Moab, United States · Saturday 25 April 2026
Running the Thelma and Louise Marathon means spending 42 kilometers threading through the raw, unforgiving landscape of Moab's Behind the Rocks area. The course is hilly enough to demand respect, with nearly 800 meters of climbing spread across the distance, and you'll feel every bit of that elevation as you push through sections where the trail steepens unexpectedly. Your legs will know they're working at altitude, starting around 1,379 meters and climbing to 1,745 meters at the highest point. The dirt beneath your feet shifts constantly, ranging from hardpacked sections to loose, sandy stretches that slow your pace and force you to concentrate on foot placement rather than rhythm. There's no pretending to coast on this course. The remoteness of the area means you're genuinely isolated for long sections, which can feel either liberating or humbling depending on how the day is treating you. The visual backdrop is what separates this race from countless other trail marathons. You'll run beneath the towering red rock walls of Lone Rock, a formation so distinct it draws your eye even when you're tired and focused inward.

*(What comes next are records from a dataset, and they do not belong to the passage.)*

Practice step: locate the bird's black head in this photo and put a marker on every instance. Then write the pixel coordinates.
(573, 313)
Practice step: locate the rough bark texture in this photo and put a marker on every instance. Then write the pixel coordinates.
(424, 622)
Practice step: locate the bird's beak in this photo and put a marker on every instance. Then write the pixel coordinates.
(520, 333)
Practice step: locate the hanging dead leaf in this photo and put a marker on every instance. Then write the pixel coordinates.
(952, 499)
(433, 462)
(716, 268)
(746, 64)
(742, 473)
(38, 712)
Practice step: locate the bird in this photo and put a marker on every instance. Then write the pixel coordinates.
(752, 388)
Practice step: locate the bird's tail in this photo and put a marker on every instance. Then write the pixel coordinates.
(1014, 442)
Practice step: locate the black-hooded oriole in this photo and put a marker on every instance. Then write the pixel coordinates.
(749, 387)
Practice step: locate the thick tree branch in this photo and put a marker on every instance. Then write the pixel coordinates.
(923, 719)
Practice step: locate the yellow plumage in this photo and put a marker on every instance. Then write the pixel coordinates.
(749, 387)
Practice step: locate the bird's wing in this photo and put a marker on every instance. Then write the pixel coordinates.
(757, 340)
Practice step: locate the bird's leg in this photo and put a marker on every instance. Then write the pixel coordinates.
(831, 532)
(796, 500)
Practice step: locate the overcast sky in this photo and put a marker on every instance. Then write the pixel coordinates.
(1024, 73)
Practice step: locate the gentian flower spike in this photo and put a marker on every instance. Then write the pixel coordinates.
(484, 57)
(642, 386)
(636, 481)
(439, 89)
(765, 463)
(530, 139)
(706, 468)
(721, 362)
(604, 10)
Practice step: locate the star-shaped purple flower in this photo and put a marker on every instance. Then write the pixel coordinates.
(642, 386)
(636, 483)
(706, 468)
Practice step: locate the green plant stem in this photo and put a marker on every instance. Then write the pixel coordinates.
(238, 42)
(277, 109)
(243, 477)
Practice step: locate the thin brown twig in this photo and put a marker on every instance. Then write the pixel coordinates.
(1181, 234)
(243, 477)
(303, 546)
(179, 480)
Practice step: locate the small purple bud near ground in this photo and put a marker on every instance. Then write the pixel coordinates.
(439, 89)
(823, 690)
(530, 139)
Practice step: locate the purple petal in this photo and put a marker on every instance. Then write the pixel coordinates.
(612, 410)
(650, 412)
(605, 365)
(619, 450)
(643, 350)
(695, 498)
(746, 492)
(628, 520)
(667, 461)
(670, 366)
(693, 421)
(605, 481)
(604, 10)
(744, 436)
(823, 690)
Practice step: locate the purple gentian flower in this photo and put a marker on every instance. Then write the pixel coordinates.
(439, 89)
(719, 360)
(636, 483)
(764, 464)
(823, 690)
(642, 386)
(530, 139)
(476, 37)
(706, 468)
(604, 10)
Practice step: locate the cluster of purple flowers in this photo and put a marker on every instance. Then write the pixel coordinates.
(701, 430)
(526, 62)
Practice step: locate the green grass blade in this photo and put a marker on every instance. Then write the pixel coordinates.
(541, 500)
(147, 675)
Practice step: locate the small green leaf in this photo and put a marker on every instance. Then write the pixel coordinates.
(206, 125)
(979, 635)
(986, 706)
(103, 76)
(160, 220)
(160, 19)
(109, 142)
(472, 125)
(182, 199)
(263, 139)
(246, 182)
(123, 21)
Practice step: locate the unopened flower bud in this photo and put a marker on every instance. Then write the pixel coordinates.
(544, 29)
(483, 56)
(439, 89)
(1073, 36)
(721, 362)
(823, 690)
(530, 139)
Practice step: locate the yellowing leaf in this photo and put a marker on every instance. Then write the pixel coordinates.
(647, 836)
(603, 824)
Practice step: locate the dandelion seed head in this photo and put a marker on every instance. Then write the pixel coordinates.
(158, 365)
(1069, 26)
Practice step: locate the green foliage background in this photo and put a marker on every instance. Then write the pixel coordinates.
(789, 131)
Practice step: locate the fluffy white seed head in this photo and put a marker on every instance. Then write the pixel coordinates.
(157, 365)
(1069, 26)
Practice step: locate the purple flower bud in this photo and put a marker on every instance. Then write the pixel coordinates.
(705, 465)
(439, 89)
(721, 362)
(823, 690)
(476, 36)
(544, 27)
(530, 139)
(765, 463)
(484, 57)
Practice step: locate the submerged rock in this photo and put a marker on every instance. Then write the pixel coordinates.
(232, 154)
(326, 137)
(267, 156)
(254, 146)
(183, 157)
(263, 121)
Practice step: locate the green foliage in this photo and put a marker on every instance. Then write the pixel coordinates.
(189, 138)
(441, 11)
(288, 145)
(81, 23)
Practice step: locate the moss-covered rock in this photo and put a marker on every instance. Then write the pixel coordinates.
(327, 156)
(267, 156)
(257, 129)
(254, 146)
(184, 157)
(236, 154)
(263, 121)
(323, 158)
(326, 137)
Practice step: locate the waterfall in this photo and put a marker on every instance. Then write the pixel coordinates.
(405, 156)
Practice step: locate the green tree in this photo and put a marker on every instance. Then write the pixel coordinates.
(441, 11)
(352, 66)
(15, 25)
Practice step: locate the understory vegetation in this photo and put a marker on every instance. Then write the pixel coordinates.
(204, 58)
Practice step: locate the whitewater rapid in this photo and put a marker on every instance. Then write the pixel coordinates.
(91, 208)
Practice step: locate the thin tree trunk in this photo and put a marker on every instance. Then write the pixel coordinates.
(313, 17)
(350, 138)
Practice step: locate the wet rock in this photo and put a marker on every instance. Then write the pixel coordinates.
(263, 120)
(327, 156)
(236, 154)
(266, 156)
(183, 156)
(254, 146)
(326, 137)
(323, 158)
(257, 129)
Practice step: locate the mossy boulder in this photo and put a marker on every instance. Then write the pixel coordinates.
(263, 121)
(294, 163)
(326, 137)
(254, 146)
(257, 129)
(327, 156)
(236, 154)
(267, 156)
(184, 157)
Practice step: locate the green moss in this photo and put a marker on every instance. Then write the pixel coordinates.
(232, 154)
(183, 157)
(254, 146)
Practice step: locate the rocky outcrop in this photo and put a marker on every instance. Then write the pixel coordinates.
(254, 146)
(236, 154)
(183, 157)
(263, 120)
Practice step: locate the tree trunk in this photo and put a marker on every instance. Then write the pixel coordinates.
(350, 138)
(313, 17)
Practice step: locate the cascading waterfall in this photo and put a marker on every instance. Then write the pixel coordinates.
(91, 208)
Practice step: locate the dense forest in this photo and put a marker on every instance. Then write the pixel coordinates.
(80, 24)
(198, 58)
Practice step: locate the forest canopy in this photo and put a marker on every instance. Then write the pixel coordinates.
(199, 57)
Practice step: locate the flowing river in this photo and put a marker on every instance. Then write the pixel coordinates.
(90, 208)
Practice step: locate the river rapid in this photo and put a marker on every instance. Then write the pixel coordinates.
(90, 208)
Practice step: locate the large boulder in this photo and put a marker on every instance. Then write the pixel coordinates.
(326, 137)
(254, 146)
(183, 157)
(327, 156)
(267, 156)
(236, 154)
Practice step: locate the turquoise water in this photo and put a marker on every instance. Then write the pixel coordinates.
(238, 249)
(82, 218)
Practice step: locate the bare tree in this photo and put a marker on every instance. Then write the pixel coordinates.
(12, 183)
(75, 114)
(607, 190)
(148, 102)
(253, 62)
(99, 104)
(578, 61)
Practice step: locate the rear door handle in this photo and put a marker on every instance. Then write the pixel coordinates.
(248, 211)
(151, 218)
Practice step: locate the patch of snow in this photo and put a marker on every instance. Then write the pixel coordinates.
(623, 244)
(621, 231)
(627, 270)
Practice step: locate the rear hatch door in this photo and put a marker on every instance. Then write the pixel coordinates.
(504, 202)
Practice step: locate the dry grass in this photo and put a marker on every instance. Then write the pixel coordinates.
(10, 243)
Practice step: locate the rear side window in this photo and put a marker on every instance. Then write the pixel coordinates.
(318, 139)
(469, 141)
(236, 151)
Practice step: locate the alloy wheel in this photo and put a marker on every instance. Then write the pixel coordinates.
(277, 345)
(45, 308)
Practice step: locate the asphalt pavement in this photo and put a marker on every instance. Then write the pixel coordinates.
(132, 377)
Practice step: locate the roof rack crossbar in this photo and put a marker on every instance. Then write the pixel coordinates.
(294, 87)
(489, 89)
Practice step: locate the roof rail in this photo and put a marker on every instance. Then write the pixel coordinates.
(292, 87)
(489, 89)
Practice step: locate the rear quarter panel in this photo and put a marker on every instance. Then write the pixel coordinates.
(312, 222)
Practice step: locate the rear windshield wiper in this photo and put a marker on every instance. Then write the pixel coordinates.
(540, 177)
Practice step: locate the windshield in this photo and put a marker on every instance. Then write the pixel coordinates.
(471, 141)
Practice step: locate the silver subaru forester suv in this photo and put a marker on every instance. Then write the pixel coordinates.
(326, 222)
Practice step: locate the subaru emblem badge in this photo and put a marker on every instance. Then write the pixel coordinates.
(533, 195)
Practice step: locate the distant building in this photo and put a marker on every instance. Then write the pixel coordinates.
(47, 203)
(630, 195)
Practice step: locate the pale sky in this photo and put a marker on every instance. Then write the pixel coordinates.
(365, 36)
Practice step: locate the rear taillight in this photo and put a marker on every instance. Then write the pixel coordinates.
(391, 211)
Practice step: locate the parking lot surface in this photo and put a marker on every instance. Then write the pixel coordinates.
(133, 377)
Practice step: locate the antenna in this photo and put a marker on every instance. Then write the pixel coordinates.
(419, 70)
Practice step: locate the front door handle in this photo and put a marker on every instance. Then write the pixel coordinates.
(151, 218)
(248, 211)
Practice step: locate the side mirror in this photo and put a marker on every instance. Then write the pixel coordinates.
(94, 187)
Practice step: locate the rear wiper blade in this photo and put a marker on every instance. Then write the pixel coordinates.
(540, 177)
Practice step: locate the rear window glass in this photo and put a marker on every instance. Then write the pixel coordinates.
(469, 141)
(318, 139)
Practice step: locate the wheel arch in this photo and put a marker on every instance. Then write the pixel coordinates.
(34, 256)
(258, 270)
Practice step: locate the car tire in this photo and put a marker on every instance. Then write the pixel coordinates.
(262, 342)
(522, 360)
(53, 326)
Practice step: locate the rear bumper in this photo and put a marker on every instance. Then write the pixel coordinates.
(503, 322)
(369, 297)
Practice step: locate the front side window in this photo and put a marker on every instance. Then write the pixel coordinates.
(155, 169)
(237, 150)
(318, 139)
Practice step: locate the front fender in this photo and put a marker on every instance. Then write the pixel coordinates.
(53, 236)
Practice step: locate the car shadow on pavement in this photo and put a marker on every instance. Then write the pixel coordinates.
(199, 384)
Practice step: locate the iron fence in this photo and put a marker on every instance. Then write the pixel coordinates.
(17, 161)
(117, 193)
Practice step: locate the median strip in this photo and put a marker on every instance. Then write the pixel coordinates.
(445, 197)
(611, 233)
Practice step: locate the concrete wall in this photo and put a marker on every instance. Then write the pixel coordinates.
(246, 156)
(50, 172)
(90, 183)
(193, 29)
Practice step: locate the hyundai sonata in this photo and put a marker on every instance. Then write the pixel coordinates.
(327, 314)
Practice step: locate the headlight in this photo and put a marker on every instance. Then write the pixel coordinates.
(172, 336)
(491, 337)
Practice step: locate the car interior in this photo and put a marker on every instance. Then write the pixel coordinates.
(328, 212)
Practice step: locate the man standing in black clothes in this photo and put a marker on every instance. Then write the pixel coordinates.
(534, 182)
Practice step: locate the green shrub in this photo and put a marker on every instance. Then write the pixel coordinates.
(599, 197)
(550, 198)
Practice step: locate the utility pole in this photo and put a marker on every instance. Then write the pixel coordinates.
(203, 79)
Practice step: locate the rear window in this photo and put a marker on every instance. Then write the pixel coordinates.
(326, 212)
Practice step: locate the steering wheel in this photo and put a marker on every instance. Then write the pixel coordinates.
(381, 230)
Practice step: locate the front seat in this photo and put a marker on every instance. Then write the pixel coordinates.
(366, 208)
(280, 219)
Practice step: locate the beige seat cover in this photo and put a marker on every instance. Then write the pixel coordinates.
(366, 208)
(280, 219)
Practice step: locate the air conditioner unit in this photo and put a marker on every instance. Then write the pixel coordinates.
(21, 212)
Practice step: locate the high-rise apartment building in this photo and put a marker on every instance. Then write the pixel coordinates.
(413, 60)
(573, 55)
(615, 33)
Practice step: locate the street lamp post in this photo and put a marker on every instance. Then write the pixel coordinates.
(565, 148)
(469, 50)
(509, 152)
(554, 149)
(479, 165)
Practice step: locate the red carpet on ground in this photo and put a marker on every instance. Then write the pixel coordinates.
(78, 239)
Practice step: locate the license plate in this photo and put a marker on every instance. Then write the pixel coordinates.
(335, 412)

The desert landscape is spare and honest, with little shade and vast open stretches where you're fully exposed to whatever weather Moab decides to throw at you in late April. There's a wildness to the course that justifies its name. This isn't a manicured trail system designed for smooth running. It's the kind of place where the terrain forces you to adapt constantly, where the beauty is inseparable from the difficulty, and where finishing feels less like completing a race and more like surviving an adventure you're genuinely glad you undertook.
Adjusted Time
5:03:30
Time difference: +63.5 minutes compared to a flat, road, temperate course.